By RTTNews Staff Writer   ✉  | Published:  | Google News Follow Us  | Join Us
rttnewslogo20mar2024

Members of the Bank of Japan's monetary policy board said that it was appropriate to extend the monetary easing that has been put in place, minutes from the board's meeting on April 26 revealed on Monday.

The board intends to continue with the easing until inflation reaches the desired target of 2 percent, the minutes showed - hopefully within a period of two years as other global economies continue to recover.

"Most members expressed the view that the year-on-year rate of change in the CPI was likely to follow a rising trend, reflecting factors such as the improvement in the aggregate supply and demand balance as well as the rise in medium- to long-term inflation expectations, and it was likely to reach around 2 percent - the price stability target - toward the latter half of the projection period," the minutes said.

At the meeting, the bank held its benchmark interest rate at the record low of 0 to 0.10 percent.

It also voted to conduct money market operations so that the monetary base will increase at an annual pace of about JPY 60 to 70 trillion.

The board also emphasized that the purchase of JGBs is strictly for monetary policy, and not for the purpose of monetizing government debt.

"Some members were of the view that it was essential for the Bank to gain the public's understanding by thoroughly explaining that its JGB purchases were solely conducted for the purpose of monetary policy and reiterating that it would not monetize the government debt," the minutes said.

The BoJ also raised its forecasts for economic growth and consumer prices. Releasing its outlook for economic activity and prices, the central bank said Japan's economy is expected to return to a moderate recovery path around mid-2013.

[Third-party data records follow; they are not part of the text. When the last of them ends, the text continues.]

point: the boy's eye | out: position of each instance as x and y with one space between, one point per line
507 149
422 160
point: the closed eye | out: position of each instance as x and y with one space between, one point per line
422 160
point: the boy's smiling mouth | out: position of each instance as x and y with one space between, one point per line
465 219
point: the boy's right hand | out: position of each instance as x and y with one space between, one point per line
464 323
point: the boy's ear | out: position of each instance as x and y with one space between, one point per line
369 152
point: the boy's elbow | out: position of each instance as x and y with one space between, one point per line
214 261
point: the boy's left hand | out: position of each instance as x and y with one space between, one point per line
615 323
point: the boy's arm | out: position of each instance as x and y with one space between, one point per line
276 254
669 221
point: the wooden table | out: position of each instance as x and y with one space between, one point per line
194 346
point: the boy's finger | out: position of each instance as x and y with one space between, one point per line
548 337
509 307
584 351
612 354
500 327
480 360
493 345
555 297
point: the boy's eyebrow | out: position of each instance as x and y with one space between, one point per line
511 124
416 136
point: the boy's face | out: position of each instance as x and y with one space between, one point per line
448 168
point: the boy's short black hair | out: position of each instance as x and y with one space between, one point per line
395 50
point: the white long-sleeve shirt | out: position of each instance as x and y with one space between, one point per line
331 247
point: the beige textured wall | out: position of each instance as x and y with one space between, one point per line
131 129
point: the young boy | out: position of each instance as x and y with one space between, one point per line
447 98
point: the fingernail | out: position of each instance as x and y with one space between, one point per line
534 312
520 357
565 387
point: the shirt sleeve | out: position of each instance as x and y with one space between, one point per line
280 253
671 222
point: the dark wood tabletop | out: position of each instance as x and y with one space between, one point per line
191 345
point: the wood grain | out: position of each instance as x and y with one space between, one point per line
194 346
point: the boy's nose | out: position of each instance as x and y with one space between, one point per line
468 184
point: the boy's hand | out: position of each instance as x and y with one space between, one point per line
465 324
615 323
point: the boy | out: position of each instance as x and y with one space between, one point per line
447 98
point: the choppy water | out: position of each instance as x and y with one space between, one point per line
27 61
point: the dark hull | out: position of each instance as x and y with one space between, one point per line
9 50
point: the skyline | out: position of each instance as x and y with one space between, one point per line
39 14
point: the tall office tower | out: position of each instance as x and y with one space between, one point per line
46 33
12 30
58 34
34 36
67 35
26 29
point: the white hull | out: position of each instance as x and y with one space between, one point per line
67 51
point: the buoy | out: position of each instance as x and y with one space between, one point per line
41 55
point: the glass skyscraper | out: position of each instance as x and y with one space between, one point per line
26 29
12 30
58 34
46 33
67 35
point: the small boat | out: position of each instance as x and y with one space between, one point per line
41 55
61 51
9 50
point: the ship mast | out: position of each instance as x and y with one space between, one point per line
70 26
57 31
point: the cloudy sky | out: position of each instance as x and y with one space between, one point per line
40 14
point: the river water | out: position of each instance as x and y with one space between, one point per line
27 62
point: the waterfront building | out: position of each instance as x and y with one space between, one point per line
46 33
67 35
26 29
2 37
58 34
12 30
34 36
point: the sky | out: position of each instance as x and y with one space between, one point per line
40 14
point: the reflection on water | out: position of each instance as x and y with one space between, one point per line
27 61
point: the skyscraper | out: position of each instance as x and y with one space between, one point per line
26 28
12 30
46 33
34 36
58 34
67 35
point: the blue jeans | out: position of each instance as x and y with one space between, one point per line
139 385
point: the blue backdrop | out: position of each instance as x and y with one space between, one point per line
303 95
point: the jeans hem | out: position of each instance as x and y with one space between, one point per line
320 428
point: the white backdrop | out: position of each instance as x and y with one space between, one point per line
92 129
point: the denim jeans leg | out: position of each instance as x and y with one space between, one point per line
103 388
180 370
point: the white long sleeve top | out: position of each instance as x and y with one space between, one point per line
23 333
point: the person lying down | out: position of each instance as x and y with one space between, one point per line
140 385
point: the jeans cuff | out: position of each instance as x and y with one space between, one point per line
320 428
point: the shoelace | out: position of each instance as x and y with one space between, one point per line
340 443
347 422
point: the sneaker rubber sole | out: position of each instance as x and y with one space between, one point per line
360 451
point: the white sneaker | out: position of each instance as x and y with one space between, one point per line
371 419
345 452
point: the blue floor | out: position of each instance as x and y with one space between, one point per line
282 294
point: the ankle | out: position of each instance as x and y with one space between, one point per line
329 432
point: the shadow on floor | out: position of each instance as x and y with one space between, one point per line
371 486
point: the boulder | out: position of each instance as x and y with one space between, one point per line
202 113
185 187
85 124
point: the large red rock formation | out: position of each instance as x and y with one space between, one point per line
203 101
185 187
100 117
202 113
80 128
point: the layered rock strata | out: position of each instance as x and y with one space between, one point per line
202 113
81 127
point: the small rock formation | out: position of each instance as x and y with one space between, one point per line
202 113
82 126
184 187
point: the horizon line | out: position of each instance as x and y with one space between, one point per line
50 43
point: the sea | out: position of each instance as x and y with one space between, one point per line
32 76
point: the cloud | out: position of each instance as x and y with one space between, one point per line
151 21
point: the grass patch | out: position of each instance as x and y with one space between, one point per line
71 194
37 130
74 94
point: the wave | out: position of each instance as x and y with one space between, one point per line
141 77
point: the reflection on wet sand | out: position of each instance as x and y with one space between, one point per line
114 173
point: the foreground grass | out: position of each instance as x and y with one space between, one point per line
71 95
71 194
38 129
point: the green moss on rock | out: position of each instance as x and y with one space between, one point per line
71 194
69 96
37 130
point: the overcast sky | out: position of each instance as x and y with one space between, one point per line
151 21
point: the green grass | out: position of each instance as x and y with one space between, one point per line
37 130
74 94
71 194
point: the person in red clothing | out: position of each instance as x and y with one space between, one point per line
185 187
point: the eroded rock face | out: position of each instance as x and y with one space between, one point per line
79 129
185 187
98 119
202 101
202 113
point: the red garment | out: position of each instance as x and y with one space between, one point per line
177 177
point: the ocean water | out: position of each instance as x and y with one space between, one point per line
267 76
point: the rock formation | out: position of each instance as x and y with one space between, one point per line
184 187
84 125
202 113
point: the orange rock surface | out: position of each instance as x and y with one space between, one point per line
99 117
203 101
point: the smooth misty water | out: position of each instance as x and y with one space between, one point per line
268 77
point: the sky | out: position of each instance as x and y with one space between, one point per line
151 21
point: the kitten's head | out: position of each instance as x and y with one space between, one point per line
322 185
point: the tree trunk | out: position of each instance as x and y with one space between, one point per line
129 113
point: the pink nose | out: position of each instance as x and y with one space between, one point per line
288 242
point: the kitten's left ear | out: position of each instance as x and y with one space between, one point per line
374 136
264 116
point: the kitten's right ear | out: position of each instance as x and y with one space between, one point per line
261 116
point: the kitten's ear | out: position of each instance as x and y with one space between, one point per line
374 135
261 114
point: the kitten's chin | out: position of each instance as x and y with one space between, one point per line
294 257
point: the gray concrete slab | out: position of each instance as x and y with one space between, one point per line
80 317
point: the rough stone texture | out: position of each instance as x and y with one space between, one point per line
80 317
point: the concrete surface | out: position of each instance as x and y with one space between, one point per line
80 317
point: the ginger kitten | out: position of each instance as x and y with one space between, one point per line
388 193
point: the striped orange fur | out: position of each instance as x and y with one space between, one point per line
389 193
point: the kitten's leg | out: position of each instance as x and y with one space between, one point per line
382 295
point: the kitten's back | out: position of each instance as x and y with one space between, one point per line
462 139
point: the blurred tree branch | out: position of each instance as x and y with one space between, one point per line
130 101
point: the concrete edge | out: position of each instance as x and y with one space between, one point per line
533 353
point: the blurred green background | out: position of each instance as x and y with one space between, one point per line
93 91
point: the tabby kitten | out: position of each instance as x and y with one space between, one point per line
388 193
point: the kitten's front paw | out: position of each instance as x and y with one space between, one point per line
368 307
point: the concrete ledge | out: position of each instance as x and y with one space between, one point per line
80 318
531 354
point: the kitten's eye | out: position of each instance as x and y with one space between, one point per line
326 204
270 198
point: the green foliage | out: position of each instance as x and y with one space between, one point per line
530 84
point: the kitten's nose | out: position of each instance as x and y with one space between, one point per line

The bank upgraded its gross domestic product forecast for fiscal 2013 to 2.9 percent growth from the January projection of 2.3 percent growth. For fiscal 2014, growth is seen at 1.4 percent, stronger than previously forecast 0.8 percent.

Year-on-year rate of change in core consumer price index, that excludes fresh food, is expected to turn positive in fiscal 2013 and remain a little higher than projected in January.

The BoJ now expects core CPI to rise 0.7 percent in fiscal 2013 percent compared with the January forecast of 0.4 percent. The outlook for fiscal 2014 was also raised and the bank expects prices to rise 3.4 percent, faster than 2.9 percent increase projected previously.

By fiscal 2015, core inflation is expected to be around 2.6 percent. Excluding the effects of a planned hike in consumption tax, consumer prices are forecast to rise 1.4 percent in fiscal 2014, higher than previous prediction of 0.9 percent.

The bank expects inflation, excluding tax hike effects, to reach 1.9 percent in fiscal 2015, close to the central bank's target of 2 percent inflation.

"Upside and downside risks could be assessed as being balanced, although uncertainty remained high, including over developments in overseas economies. Most members expressed the view that risks on the price front also could be assessed as being largely balanced, although considerable uncertainty surrounded developments in medium- to long-term inflation expectations," the minutes said.